U. MICHIGAN (US) — A common procedure is not only safe for diagnosing melanomas in the head and neck, but can also help determine the most effective course of treatment.
Sentinel lymph node biopsy involves injecting a special dye to identify the first node where cancer would likely spread. If that node is clean, patients can avoid further debilitating surgery to remove multiple lymph nodes.
If the node shows cancer, patients know they need more extensive surgery or further treatment with radiation, chemotherapy, or a clinical trial. Patients with larger melanomas are routinely offered this procedure.
Previously many surgeons believed that the complex anatomy combined with the critical nerves and blood vessels in the head and neck area made sentinel lymph node biopsy unsafe and inaccurate for melanomas in that region.
In the current study, published online in the journal Cancer, researchers looked at 353 head and neck melanoma patients who had received sentinel lymph node biopsy over a 10-year period.
A review of patients’ records, showed the sentinel lymph node could be identified in all but one patient, and no patients sustained permanent nerve injuries during the procedure.
About 20 percent of the patients had at least one sentinel node positive for cancer and were referred for a complete dissection to remove additional lymph nodes.
Among the remaining 283 patients with negative sentinel nodes, 12 patients recurred in the region where the sentinel lymph node was identified. This suggests that the test yielded 12 false-negative results, which means a negative test was incorrect 4 percent of the time—a rate similar to when sentinel lymph node biopsy is used for melanomas in other parts of the body.

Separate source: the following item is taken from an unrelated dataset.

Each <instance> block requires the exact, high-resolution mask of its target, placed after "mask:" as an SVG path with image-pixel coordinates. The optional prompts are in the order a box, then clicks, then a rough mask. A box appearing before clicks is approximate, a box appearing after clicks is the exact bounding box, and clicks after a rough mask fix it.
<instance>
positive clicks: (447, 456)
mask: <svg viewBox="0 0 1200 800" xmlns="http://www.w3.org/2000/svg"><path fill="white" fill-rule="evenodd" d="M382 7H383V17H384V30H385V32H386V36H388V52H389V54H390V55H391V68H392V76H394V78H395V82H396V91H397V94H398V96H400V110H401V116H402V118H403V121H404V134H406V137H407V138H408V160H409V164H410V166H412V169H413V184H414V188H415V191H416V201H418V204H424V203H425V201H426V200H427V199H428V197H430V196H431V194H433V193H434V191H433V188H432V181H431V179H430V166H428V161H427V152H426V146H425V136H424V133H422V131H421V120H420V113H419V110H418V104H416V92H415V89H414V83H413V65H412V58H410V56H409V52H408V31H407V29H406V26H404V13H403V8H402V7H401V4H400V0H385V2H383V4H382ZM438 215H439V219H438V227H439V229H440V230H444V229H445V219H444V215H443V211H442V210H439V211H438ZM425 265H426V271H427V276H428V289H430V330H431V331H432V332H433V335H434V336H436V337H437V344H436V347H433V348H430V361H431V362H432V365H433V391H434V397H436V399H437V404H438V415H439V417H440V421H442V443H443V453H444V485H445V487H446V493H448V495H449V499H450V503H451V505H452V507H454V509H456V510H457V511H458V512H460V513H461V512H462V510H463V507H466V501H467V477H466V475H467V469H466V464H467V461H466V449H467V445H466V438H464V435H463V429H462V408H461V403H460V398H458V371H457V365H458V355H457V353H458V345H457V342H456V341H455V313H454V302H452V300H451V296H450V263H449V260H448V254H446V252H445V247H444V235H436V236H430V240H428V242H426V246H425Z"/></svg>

“Sentinel lymph node biopsy is a safe and effective way to determine the status of the regional nodal basin for melanomas affecting the head and neck region,” says study author Carol Bradford, professor of otolaryngology at the University of Michigan. “Furthermore, our study showed that it can be done accurately for these patients.”
Sentinel lymph node biopsy was also found to be the biggest predictor of how well a patient would do after surgery, including overall survival as well as recurrence-free survival.
“This procedure should be offered in patients with head and neck melanomas the same as patients with melanomas in other parts of the body,” Bradford says.
“Not only is sentinel lymph node biopsy feasible and safe in these patients, but it helps determine the best course of treatment to offer patients the best hope of survival.”